Sembra un percorso d’iniziazione, che comincia dal basso e termina col Duomo. Qualsiasi mezzo di trasporto deve essere abbandonato: la via, come il calvario del film di Gibson, è irta e in salita…ma porta alla salvezza e alla piena soddisfazione dello sguardo e dell’anima. Si comincia il percorso e ci si rende conto che il tempo qui si è fermato. Il turismo di massa non è arrivato come una valanga a travolgere tutto, ma ha rispettato quel che c’era.
Ciò che appare non è un “presepe” fatto di case uguali le une alle altre, ma un insieme di edifici, ognuno con la propria caratteristica che lo rende speciale. Certo il freddo e l’umido si sentono…anche quando c’è il sole, che qui è sempre il benvenuto ma non riesce a estendere i suoi raggi ovunque!

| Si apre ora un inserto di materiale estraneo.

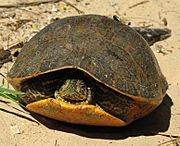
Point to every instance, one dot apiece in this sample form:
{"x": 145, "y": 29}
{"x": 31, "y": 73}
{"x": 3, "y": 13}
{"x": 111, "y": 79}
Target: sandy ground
{"x": 19, "y": 128}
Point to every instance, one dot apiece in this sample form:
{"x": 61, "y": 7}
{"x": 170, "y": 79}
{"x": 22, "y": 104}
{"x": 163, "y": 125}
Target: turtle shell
{"x": 108, "y": 54}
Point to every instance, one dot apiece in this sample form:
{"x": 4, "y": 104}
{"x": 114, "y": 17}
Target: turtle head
{"x": 73, "y": 90}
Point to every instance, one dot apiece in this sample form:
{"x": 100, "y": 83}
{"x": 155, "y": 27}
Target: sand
{"x": 19, "y": 128}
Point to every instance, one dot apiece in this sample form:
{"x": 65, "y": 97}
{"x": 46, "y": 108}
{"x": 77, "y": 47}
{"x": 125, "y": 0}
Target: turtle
{"x": 89, "y": 70}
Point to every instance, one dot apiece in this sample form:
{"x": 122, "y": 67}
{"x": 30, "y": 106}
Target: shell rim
{"x": 136, "y": 98}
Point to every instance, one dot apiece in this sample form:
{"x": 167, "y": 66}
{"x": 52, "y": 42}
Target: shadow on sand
{"x": 157, "y": 121}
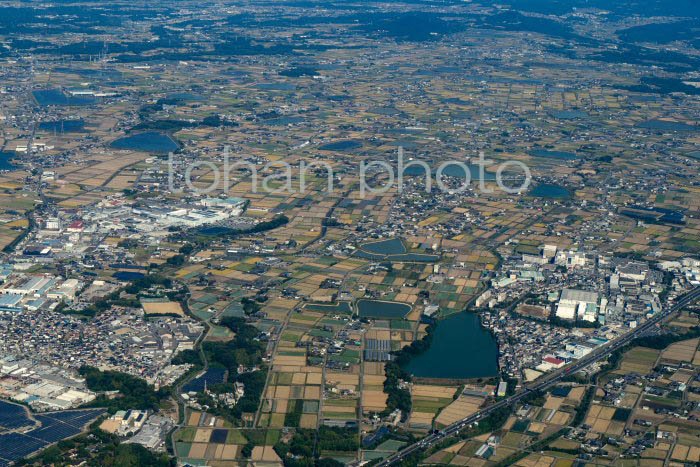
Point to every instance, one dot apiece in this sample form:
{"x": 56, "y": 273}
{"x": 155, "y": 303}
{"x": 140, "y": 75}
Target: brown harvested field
{"x": 281, "y": 405}
{"x": 462, "y": 407}
{"x": 283, "y": 392}
{"x": 537, "y": 427}
{"x": 373, "y": 400}
{"x": 194, "y": 418}
{"x": 198, "y": 450}
{"x": 560, "y": 418}
{"x": 680, "y": 452}
{"x": 269, "y": 455}
{"x": 163, "y": 308}
{"x": 121, "y": 182}
{"x": 683, "y": 351}
{"x": 308, "y": 420}
{"x": 342, "y": 378}
{"x": 373, "y": 368}
{"x": 202, "y": 435}
{"x": 535, "y": 460}
{"x": 312, "y": 392}
{"x": 299, "y": 378}
{"x": 314, "y": 378}
{"x": 421, "y": 418}
{"x": 427, "y": 390}
{"x": 230, "y": 452}
{"x": 553, "y": 402}
{"x": 288, "y": 360}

Anche il manto stradale non è dei più comodi (signore, dimenticate pure tacchi alti e le gonne, qui solo rigorosamente scarpe basse o si perderà il gusto della passeggiata!). Salendo, le forze, è vero, quasi vengono meno, ma il duomo attende silenzioso per essere scoperto. L’edificio risale al XII secolo, in stile romanico-pugliese ma con interventi recenti. L’esterno rimanda alle cattedrali di Bari e Trani, dalla pietra differente, ma con simile impostazione architettonica. È imponente già nella facciata con elegante rosone bianco, che subito coglie l’occhio del visitatore. Attorno al rosone piccole figure umane sembrano sorreggerlo e donarlo alla Vergine e al Bambino, anche loro presenti sulla facciata, incorniciati da esili colonnine in marmo bianco, che sostengono piccoli archetti pensili. Accanto si staglia un esile campanile, semplice e austero, ma elegante. Finestre sui piani spezzano le mura e lo slanciano fino alla cella campanaria e il tetto.

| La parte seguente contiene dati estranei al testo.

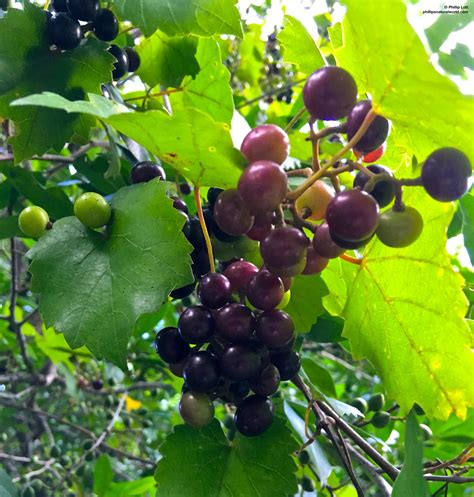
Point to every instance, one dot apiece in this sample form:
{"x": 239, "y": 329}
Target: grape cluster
{"x": 70, "y": 20}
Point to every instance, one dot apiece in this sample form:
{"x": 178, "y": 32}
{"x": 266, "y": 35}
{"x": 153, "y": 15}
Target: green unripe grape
{"x": 376, "y": 402}
{"x": 361, "y": 404}
{"x": 380, "y": 419}
{"x": 399, "y": 228}
{"x": 92, "y": 210}
{"x": 33, "y": 221}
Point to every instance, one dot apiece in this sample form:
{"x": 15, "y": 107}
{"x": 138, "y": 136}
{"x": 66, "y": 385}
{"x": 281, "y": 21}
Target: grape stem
{"x": 319, "y": 174}
{"x": 210, "y": 253}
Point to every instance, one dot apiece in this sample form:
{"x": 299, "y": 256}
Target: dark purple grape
{"x": 330, "y": 93}
{"x": 196, "y": 324}
{"x": 146, "y": 170}
{"x": 263, "y": 186}
{"x": 314, "y": 262}
{"x": 106, "y": 26}
{"x": 231, "y": 214}
{"x": 287, "y": 363}
{"x": 267, "y": 382}
{"x": 352, "y": 215}
{"x": 284, "y": 247}
{"x": 201, "y": 371}
{"x": 214, "y": 290}
{"x": 375, "y": 135}
{"x": 239, "y": 273}
{"x": 265, "y": 290}
{"x": 134, "y": 60}
{"x": 383, "y": 191}
{"x": 121, "y": 63}
{"x": 445, "y": 174}
{"x": 266, "y": 142}
{"x": 170, "y": 346}
{"x": 64, "y": 31}
{"x": 83, "y": 10}
{"x": 235, "y": 323}
{"x": 240, "y": 363}
{"x": 324, "y": 245}
{"x": 196, "y": 409}
{"x": 254, "y": 416}
{"x": 275, "y": 329}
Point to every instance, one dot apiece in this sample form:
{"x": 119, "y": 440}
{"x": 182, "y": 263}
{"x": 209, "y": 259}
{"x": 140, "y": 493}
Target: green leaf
{"x": 414, "y": 336}
{"x": 319, "y": 377}
{"x": 167, "y": 60}
{"x": 28, "y": 66}
{"x": 103, "y": 475}
{"x": 194, "y": 144}
{"x": 410, "y": 481}
{"x": 397, "y": 73}
{"x": 94, "y": 286}
{"x": 260, "y": 466}
{"x": 300, "y": 47}
{"x": 182, "y": 17}
{"x": 306, "y": 304}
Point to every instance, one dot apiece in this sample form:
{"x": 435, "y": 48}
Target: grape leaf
{"x": 166, "y": 60}
{"x": 192, "y": 143}
{"x": 300, "y": 47}
{"x": 306, "y": 304}
{"x": 93, "y": 287}
{"x": 410, "y": 481}
{"x": 397, "y": 73}
{"x": 260, "y": 466}
{"x": 28, "y": 66}
{"x": 415, "y": 337}
{"x": 182, "y": 17}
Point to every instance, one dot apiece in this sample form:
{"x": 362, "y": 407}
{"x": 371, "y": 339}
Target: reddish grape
{"x": 263, "y": 186}
{"x": 375, "y": 135}
{"x": 231, "y": 214}
{"x": 266, "y": 142}
{"x": 330, "y": 93}
{"x": 352, "y": 215}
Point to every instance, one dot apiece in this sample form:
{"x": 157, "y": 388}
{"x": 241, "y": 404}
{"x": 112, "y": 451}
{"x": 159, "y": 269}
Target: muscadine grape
{"x": 383, "y": 191}
{"x": 214, "y": 290}
{"x": 240, "y": 362}
{"x": 170, "y": 346}
{"x": 330, "y": 93}
{"x": 64, "y": 31}
{"x": 106, "y": 26}
{"x": 312, "y": 204}
{"x": 376, "y": 133}
{"x": 399, "y": 228}
{"x": 254, "y": 416}
{"x": 196, "y": 409}
{"x": 231, "y": 213}
{"x": 239, "y": 273}
{"x": 266, "y": 142}
{"x": 284, "y": 247}
{"x": 314, "y": 262}
{"x": 267, "y": 382}
{"x": 275, "y": 329}
{"x": 445, "y": 174}
{"x": 134, "y": 60}
{"x": 263, "y": 186}
{"x": 196, "y": 324}
{"x": 324, "y": 245}
{"x": 92, "y": 210}
{"x": 352, "y": 216}
{"x": 83, "y": 10}
{"x": 235, "y": 322}
{"x": 201, "y": 371}
{"x": 33, "y": 221}
{"x": 265, "y": 290}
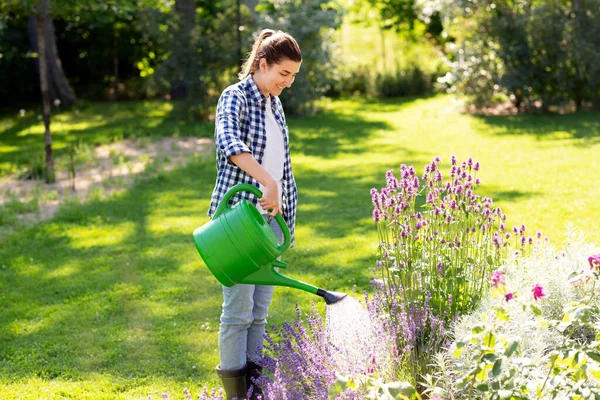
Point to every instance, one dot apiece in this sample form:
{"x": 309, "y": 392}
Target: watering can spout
{"x": 268, "y": 275}
{"x": 331, "y": 297}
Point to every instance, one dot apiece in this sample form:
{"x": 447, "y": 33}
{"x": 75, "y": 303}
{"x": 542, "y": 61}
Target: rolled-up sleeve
{"x": 228, "y": 135}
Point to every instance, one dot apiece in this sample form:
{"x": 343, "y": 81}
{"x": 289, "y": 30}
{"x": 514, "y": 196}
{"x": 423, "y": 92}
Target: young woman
{"x": 252, "y": 146}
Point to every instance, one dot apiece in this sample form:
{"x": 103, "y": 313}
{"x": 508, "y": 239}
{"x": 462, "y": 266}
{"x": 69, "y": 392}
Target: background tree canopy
{"x": 540, "y": 53}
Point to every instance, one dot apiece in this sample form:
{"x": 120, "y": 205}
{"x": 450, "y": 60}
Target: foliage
{"x": 358, "y": 79}
{"x": 528, "y": 50}
{"x": 320, "y": 19}
{"x": 446, "y": 247}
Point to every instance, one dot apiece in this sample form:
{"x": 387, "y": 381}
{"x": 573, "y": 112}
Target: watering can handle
{"x": 223, "y": 205}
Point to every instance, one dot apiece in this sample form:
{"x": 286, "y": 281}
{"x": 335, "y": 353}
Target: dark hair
{"x": 274, "y": 46}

Nella parte laterale, oltre alle decorazioni tipiche dello stile romanico, non si può fare a meno di notare protomi (volti umani o animali) dalle magnifiche espressioni, ora serene, ora inquietanti ma di grande effetto. L’interno del Duomo non rispecchia però in pieno lo stile medievale, ma piuttosto quello più invasivo del barocco, che a mio modesto parere contrasta con la semplicità dello stile originario. Dalla terrazza del Duomo si ha una splendida vista del panorama sottostante, fatto di scenari quasi “lunari”, sinistri, composti da grotte e caverne (Matera fu abitata anche in periodo preistorico). In uno di questi siti così particolari c’è un piccolo Museo, gioiello nascosto ma da vedere. All’entrata si viene accolti, oltre che dal cortese personale, da un piccolo ambiente che stenta a farsi scoprire poiché buio e cupo. Il naso va in su e gli occhi scrutano gli angoli, gli spigoli fino ad arrivare al simbolo dei Templari, probabilmente giunti sin qui, con la loro presenza, con il medioevo che si portano dietro e l’aria pesante.
Si continua poi in altre cave di tufo, piccole grotte, sepolture nelle quali persistono pregevoli affreschi medievali, dai colori vivi e i contorni marcati. Sembrano piccole cappelle votive dei giorni nostri. Di fronte a tali cavità si staglia il paesaggio fatto di grotte rupestri e terrazze naturali a strapiombo…il silenzio regna sovrano e si capisce perché la popolazione ci tiene così tanto a custodire tale gioiello ambientale ed architettonico, capace di essere esportato anche ad Hollywood!